Modeling group interactions of heterogenous voters in the US Senate
About
Statistical models of interacting systems on discrete spaces can be effective causal models - for example, of yes/no voting - but their discrete sample space can turn normalization into a combinatorially complex endeavour: for example, normalizing the pairwise Ising model on the N dimensional binary (hyper)cube is NP-Complete. This lack of normalization can limit their utility and prevent rigorous comparisons to other models. Pairwise interacting models also suffer from quadratic parameter growth as the dimensionality of the sample space grows, unless interactions are structured in some way: for example, homogeneous interactions between groups (a block structured model). Group-structured pairwise interacting models can be effective causal models as well, and are easily normalizable, but aren’t able to capture individual heterogeneity that we suspect exists in some systems, e.g., political systems where every representative/voter has their own ideology (that there is individual heterogeneity is part of our prior). We describe results in exactly normalizing group-interacting pairwise Ising models with heterogeneous individual (linear and local) preferences within polynomial time complexity N^k, where N is the number of individuals and k is the number of groups. We discuss generalizations of this approach to effective low rank approximations of interacting systems, as well as potential applications to social systems, namely the US Senate.
Speaker

Gavin Rees
Gavin Rees is a PhD student in Boston University’s Faculty of Computing & Data Sciences whose work combines mathematics and evolutionary biology.

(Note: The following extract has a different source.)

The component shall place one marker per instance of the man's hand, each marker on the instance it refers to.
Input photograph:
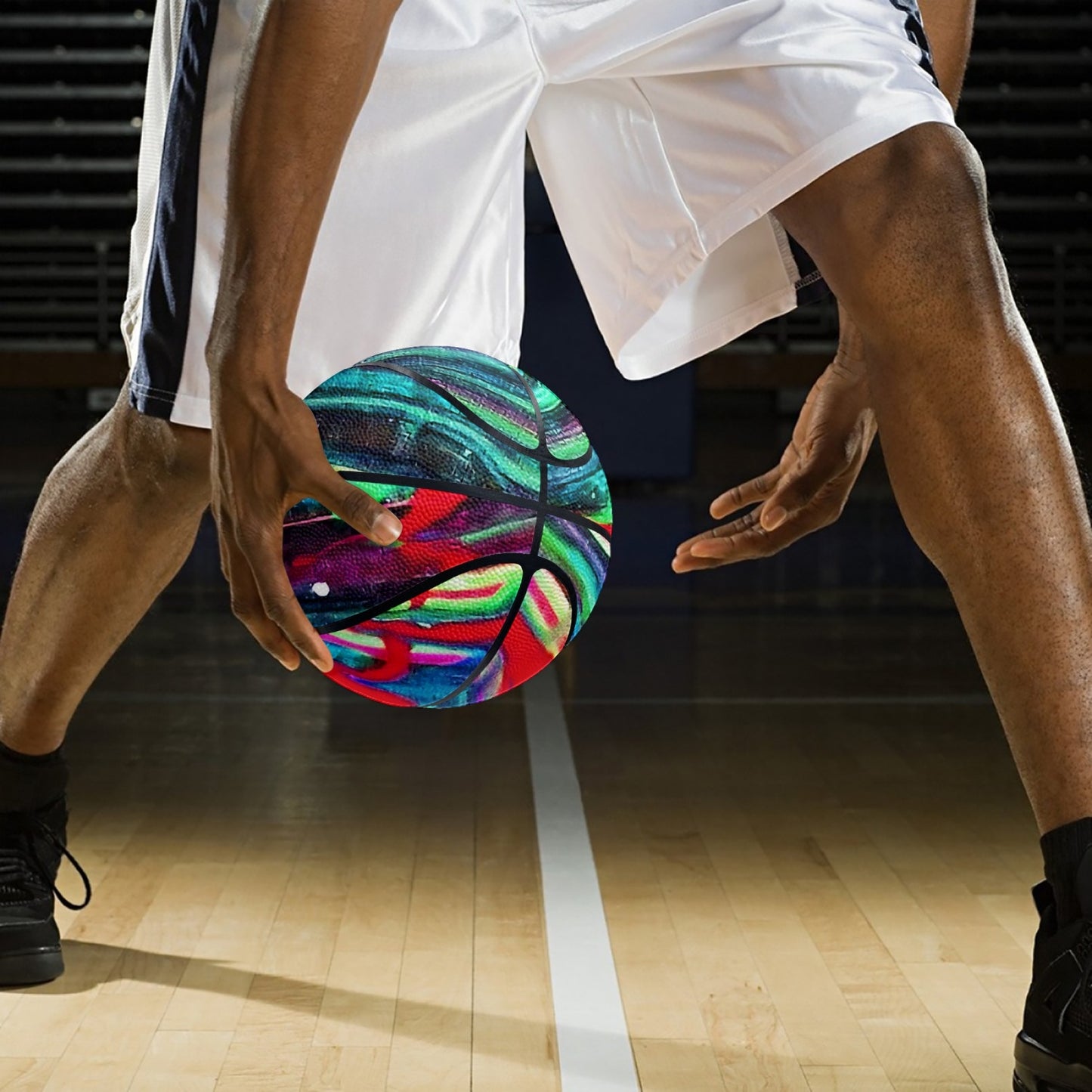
(810, 485)
(265, 456)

His research focuses on social behavior and combines approaches from theoretical biology, statistics, and evolutionary game theory to understand ecological and evolutionary dynamics of intertwined systems. His primary focus is on biological complexity, and he has worked in evolution of cooperation in many-player social dilemmas, as well as inferring social dynamics in political bodies. Prior to his doctoral studies, Gavin earned his Bachelor’s in Mathematics from Harvard University with a secondary in Computer Science, and worked as a software engineer at Markforged, and as research assistant at the Institute of Science and Technology Austria and the Complexity Science Hub, Vienna.